Almost 60 homes could be built on two brownfield sites in Brighton & Hove, replacing a pub and a church.
The city council’s planning committee last night (October 11 2017) approved demolition of the Downsman pub in Hangleton Way. Permission allows 33 homes on the site - 10 terraced houses and a block of 23 flats. It would include a community space intended to offset loss of the pub, listed as an Asset of Community Value. Thirteen of the homes would be affordable properties aimed at local people in housing need. The pub opened in 1956 and closed in 2014.
Under a planning agreement with the council, developers will pay £94,000 for recreation and open space, £43,000 for local secondary and sixth-form education, £35,000 for sustainable transport and £11,000 for local employment.
In Montpelier Place, Brighton, the committee gave permission for a former Baptist Church, built in 1967, to be knocked down and replaced with 24 homes. Permission allows building of five four-storey houses a five-storey block of 14 flats, plus a three-storey block containing five flats.

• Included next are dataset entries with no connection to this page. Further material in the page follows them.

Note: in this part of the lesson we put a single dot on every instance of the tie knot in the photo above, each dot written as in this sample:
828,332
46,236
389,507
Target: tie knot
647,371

Five of the homes would be affordable units aimed at local people in housing need.
Developers will pay £74,000 for local recreation and open spaces, £68,000 for education, £16,000 for sustainable transport and £8,000 for employment schemes.
Last month the city council approved around 200 new homes on two sites on the city’s fringe – forty per cent of them affordable homes aimed at locals in housing need..
Planning committee chair Cllr Julie Cattell said: “We desperately need homes. The city council is approving many schemes, improving them in discussion with developers and doing all we can to meet our 40 per cent affordable target each time.”